Although both impulses contain a grain of truth, a more interesting—and more biblical—response is to consider what it means when a society slowly rediscovers a truth it had suppressed.
Paul’s argument in Romans 1 is often cited in discussions about sexuality, but one dimension is particularly relevant here. Paul doesn’t describe humanity’s turn from God as a single catastrophic decision. Instead, he describes a process: “Although they knew God, they did not honor him as God or give thanks to him, but they became futile in their thinking, and their foolish hearts were darkened” (v. 21).
The progression is from knowledge to suppression to confusion. God’s response, repeated three times, is to give them up (vv. 24, 26, 28). God “gave them up” in the sense of allowing the internal logic of their error to play out until its consequences became undeniable.
What we’re witnessing in the medical community may be the tail end of that process. This is less a revival of morality and more a reality check imposed by biology. The consequences of intervening on children’s bodies with inadequate evidence and incomplete consent have become nearly impossible to suppress. The complications, the regret, and the lawsuits are the natural results of a framework that prioritizes ideological affirmation over the welfare of children. The medical establishment is running into the guardrails that God built into the created order.

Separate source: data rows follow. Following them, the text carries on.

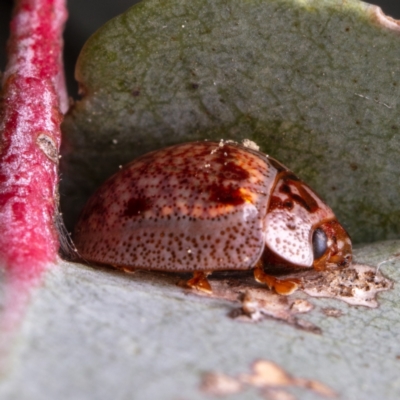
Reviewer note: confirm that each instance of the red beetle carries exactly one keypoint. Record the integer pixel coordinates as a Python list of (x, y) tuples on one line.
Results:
[(207, 206)]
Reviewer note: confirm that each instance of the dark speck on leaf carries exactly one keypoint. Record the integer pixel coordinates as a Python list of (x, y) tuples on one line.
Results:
[(136, 92), (353, 166)]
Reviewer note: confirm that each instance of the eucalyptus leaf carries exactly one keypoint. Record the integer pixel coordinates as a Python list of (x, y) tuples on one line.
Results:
[(315, 83), (96, 333)]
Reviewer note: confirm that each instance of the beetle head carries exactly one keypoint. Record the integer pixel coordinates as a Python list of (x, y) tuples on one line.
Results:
[(331, 246), (301, 230)]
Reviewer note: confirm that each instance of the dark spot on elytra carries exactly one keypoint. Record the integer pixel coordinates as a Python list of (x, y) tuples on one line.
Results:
[(137, 206), (230, 170), (304, 199), (226, 195), (136, 92)]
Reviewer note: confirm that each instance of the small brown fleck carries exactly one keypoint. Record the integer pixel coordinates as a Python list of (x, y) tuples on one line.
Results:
[(218, 384), (332, 312), (353, 166), (48, 146)]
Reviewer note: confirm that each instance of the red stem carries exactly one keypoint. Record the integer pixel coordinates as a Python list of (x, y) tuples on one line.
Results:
[(33, 97)]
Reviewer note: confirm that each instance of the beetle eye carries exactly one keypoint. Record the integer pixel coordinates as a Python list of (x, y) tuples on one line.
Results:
[(320, 243)]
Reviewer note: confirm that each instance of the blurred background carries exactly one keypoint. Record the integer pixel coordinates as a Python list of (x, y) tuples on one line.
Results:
[(86, 16)]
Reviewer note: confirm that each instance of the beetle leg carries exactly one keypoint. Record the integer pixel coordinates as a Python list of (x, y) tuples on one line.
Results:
[(200, 282), (281, 286)]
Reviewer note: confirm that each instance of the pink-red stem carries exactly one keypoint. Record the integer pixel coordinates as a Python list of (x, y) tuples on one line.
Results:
[(33, 99)]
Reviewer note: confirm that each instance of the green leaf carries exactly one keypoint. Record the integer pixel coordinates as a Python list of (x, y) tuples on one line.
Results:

Proverbs tell us that “whoever isolates himself seeks his own desire; he breaks out against all sound judgment” (18:1). For years, gender medicine operated in exactly this kind of isolation—a closed ecosystem of activist doctors, compliant review boards, and intimidated dissenters. What the AMA and ASPS announcements represent is a small crack in that isolation.
Sound judgment is finally reasserting itself, not because the medical establishment has suddenly embraced the Creator’s design but because biological reality is stubborn and hard to ignore.
Because Christians care about the welfare of children, this is a moment for gratitude and continued vigilance. The Williams Institute estimates there are 300,000 transgender-identifying youth in the United States, many of whom live in states where these procedures are accessible and even encouraged. Every young person given room to grow rather than rushed to the operating table is a child who hasn’t been locked into a decision her or she can’t undo.
But vigilance remains necessary because the underlying ideology hasn’t changed. The AMA still affirms the broader framework of gender-transition treatments. Puberty blockers and cross-sex hormones—which carry their own serious risks to fertility, bone density, and cognitive development—remain endorsed for minors by most medical groups in the United States. This means the struggle over what is allowed to be done to children’s bodies isn’t over; it has simply moved to a new line.
The underlying ideology has, unfortunately, not changed. But reality is patient. Every year that passes without long-term data vindicating these interventions is another year the truth has room to seep into the American conscience. Of course, we Christians shouldn’t be surprised by this, for we serve a God who built the world to testify about itself. And the testimony of the body, however long suppressed, will not stay silent forever.